Telling a story
- tess hughes
- Mar 4, 2018
- 2 min read

Theodora Margaretha Wilhelmina Johanna Bol.
A sepia family photograph and what follows
A sepia photograph shows a strikingly handsome woman with her two children: a smartly dressed lad approaching adolescence and a pretty blond 3 year-old girl. All three are well dressed and in a formal pose. The little blond girl is my mother, who is still alive and whom I am and have always been close to. The boy is my uncle and the tall attractive woman is my grandmother, whom I never met.
The photograph was taken in Eindhoven in, Holland, on 5th July 1941. The suggestion of an idyllic family life inherent in this picture is supported by similar good quality photographs of my mother at play or simply posing for the camera in 1939 and 1940, in which she is very smartly dressed. She has a large bow in her hair in each picture, clearly indicating that she had been dressed to show off her prettiness.
The earliest of these photographs was taken on 26th August 1939; 22 days after England had declared war on Germany. The latest, including the family portrait, are dated 5th July 1941 – one year and two months after German tanks had rolled into the Netherlands on my mother’s second birthday, 10th May 1940. There is no hint in any of these photographs of the violent, destructive forces of war that raged all around and which would ultimately disrupt this family idyll and spark emotional shockwaves that would permeate the lives of all those involved and through generations to follow. My mother was caught up in this world-changing upheaval and it is the continuing tremor of these shockwaves that underpin my quest to find ways of expressing the pain and what contributed to the brutal separation of mother and child and its continuing impact.

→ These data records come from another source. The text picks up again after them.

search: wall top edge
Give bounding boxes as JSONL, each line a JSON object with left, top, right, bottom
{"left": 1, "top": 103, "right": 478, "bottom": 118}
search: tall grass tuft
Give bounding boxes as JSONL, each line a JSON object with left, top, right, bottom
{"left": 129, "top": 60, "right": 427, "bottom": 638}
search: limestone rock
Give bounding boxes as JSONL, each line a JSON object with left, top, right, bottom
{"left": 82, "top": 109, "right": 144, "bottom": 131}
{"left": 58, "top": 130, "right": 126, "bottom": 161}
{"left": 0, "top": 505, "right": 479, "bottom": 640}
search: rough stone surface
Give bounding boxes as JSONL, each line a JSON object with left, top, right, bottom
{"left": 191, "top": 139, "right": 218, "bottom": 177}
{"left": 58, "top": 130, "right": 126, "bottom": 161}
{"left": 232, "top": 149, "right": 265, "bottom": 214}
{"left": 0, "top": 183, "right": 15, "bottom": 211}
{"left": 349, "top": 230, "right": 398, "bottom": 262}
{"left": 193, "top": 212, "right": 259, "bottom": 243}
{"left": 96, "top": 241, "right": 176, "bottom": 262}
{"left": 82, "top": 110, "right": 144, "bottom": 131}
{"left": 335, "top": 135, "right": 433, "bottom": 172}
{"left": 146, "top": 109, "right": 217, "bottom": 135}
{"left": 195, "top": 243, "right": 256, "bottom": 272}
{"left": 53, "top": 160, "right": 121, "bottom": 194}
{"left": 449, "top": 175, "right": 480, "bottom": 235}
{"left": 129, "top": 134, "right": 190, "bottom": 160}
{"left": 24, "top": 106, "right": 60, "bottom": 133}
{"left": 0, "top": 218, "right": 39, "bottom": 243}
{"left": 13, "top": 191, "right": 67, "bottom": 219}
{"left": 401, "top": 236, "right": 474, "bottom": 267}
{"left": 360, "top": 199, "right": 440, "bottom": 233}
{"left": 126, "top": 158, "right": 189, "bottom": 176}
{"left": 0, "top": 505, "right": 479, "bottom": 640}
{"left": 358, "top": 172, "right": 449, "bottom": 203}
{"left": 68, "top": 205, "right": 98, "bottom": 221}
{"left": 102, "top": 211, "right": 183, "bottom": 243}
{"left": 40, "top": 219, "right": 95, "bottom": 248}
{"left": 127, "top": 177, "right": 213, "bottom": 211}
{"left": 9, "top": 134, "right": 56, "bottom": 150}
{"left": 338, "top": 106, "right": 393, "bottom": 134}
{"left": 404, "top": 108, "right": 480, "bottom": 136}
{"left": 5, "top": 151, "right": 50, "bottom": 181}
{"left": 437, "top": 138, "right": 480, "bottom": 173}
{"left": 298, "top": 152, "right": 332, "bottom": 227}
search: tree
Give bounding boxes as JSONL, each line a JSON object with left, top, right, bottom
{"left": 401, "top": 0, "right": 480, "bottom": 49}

My mother was taken from her own mother at the age of five and was given a roof over her head by devout catholic relatives while her mother served a two year prison sentence for fraternising with the enemy. My mother was mistreated by these relatives and by the church. At this time her father was a soldier fighting in France.
After the war my grandfather divorced my grandmother and my mother and her brother were brought to England by their father and new stepmother. They were forbidden to speak Dutch because their stepmother didn’t understand the language.
My mother’s home life was miserable and at the age of eighteen she married and went on to have five children with her English husband before he left her in 1968 to start a new life in Australia with his new family.
I grew up knowing the bare bones of my mother’s story, including how she came to be living in England as a Dutch national[1], but have always wondered what lay behind this narrative and why she was reluctant to tell it. This study is an attempt to clarify my own thoughts and feelings about my mother’s story, to examine the complex historical, political and cultural forces that lie behind it and convey the emotional impact on her of enforced separation from her own mother and homeland.
[1] My mother has a Dutch passport and has never become a British citizen.